If you have any doubt of my identity, run a voice-print." He paused to give them the opportunity to do just that. "Four years ago you imprisoned me for an action that saved five million human lives. That is a disagreement between you and me, and I was content to live out my life on the Inner Frontier, well beyond your jurisdiction. But your pursuit of me has enlarged our disagreement to include literally billions of men, women, and aliens. You have committed genocide, you have practiced torture, and you have proven yourself totally unworthy of the trust the citizens of the Republic have placed in you. You have one Standard day in which to resign your position. If you do not, then be assured that you will be forcibly removed from it. This is not an idle threat, and I am not grandstanding: if you have not resigned within one Standard day, we shall be at hazard. And this time I won't be running
from
you, but
toward
you."
He nodded to Rachel, who coded and scrambled the message, then turned back to Briggs.

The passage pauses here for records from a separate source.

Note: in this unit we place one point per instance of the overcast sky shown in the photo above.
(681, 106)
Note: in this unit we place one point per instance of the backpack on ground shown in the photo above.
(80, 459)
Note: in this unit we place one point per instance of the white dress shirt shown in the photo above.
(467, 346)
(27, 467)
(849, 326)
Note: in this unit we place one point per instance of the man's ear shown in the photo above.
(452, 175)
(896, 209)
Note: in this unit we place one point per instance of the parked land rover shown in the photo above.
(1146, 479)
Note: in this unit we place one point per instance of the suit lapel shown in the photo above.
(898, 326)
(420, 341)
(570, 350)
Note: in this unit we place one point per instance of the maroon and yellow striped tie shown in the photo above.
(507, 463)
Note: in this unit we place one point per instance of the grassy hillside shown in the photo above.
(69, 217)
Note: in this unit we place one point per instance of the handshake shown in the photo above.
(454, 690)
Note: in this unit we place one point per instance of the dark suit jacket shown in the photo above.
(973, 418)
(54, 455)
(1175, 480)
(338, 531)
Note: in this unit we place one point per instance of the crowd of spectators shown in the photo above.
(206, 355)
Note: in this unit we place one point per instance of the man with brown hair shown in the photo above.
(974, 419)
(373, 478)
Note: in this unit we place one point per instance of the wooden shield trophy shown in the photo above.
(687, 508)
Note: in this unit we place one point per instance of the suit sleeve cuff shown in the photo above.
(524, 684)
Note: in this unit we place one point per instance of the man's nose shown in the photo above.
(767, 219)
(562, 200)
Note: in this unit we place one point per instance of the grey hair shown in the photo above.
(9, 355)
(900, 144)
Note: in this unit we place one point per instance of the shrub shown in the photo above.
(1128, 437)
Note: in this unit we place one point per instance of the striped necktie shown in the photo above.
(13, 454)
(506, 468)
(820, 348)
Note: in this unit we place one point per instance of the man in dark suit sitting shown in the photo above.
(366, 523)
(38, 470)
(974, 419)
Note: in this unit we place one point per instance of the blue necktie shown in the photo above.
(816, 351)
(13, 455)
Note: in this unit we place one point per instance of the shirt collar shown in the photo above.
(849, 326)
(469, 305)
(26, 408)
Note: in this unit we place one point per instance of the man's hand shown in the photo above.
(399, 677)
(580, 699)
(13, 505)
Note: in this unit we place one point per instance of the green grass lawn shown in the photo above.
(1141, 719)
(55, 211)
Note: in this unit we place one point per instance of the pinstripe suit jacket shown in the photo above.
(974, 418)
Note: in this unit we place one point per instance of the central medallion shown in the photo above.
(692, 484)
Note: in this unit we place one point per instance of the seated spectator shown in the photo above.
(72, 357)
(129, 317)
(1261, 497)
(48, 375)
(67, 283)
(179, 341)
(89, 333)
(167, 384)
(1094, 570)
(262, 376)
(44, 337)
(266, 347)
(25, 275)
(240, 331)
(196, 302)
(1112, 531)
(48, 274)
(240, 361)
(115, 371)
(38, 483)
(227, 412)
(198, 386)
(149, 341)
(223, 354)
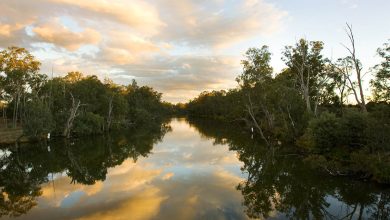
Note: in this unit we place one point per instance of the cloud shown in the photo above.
(176, 46)
(214, 23)
(64, 37)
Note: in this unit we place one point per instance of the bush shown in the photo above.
(353, 126)
(88, 123)
(37, 119)
(324, 131)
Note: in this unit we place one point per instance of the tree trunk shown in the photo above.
(72, 116)
(252, 115)
(109, 117)
(358, 69)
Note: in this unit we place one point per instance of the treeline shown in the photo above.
(84, 160)
(315, 103)
(75, 104)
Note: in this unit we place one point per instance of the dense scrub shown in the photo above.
(72, 105)
(315, 104)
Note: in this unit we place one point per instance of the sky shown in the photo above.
(184, 47)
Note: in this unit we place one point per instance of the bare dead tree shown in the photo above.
(73, 114)
(250, 110)
(109, 117)
(304, 84)
(358, 69)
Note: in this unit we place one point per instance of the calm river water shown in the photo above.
(180, 170)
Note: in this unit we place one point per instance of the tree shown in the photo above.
(381, 83)
(307, 65)
(17, 68)
(357, 65)
(256, 67)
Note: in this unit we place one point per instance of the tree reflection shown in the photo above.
(279, 183)
(24, 168)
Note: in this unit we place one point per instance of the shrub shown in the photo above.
(88, 123)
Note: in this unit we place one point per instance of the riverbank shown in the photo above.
(11, 135)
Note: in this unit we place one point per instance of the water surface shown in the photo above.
(179, 170)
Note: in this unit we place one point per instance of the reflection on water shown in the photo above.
(181, 170)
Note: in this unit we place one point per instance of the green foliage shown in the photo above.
(88, 123)
(381, 83)
(325, 131)
(256, 67)
(37, 119)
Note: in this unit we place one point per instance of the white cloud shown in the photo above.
(170, 45)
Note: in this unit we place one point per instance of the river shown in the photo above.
(183, 169)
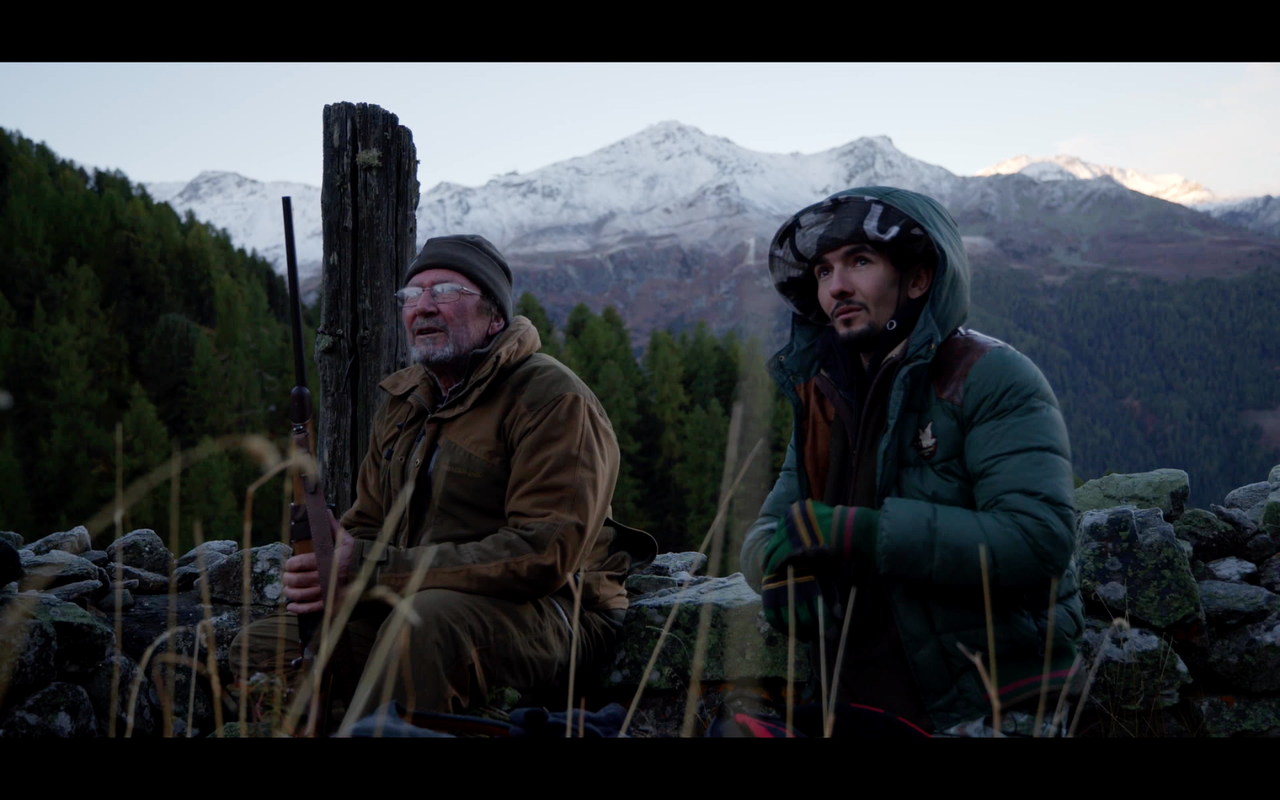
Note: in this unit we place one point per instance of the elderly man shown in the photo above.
(513, 464)
(917, 446)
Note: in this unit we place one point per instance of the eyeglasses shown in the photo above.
(440, 293)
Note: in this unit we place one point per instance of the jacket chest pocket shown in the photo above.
(469, 493)
(402, 458)
(932, 455)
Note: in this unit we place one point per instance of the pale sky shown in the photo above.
(1214, 123)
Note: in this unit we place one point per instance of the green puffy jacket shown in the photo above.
(1000, 476)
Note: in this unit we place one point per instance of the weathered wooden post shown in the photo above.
(369, 205)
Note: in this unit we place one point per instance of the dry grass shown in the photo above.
(684, 586)
(382, 664)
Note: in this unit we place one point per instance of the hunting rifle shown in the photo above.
(309, 513)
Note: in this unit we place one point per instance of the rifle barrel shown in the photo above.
(296, 306)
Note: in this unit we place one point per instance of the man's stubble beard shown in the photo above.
(449, 356)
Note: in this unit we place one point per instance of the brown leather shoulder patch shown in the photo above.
(819, 415)
(955, 357)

"This will be transmitted to Sokolov and Moyer," he said. "Once they've each captured or disabled a ship, I want these messages sent uncoded to the recipients I name, but I don't want them sent separately. I want them sent within a minute of each other, from totally different sectors."
"That shouldn't be a problem."
"Good. And even though Sokolov and Moyer aren't in military ships, I want them to get the hell out of the area, at least fifty light-years, before those messages are sent. If they can't find the proper wormholes, have them contact Pilot; he's been around forever and he knows every damned wormhole in the galaxy—or at least it feels like he does."
"I'll tell them, sir," said Briggs. "You haven't told me where you want the message sent."
"I want Moyer's sent to the
Xerxes
—Admiral Susan Garcia's flagship."
"It'll probably be picked up by thirty other ships first. It could take a long time to go through channels and reach her."
"Once they check my voiceprint, it'll take about twenty seconds," replied Cole confidently.
"And the other message, the one we're giving to Vladimir Sokolov?"
Cole smiled. "You haven't guessed? Have it sent to Deluros VIII, to the personal attention of Egan Wilkie, the Secretary of the Republic."
"So you're sending them a threatening holo," said Val. "So what? They'll laugh their heads off."
"No, they won't," said Cole. "They'll home in on the two ships, which I hope will be a couple of thousand light-years apart, and blow them to hell and gone—but at the same time they'll realize that we're a force of more than one. And then they'll start checking on how many of their ships have turned up missing. Probably some were brought down by the Teronis, and a few malfunctioned, but we'll take credit for—and be blamed for—every last one. Any power plant blows, any shipbuilding world is sabotaged—some will be our doing but most won't—they'll credit it all to us. They'll spread themselves thin, thinner than they should be while they're fighting the Teronis, and while we keep feinting and ducking, they'll keep responding—and sooner or later we'll find the weakness in their armor."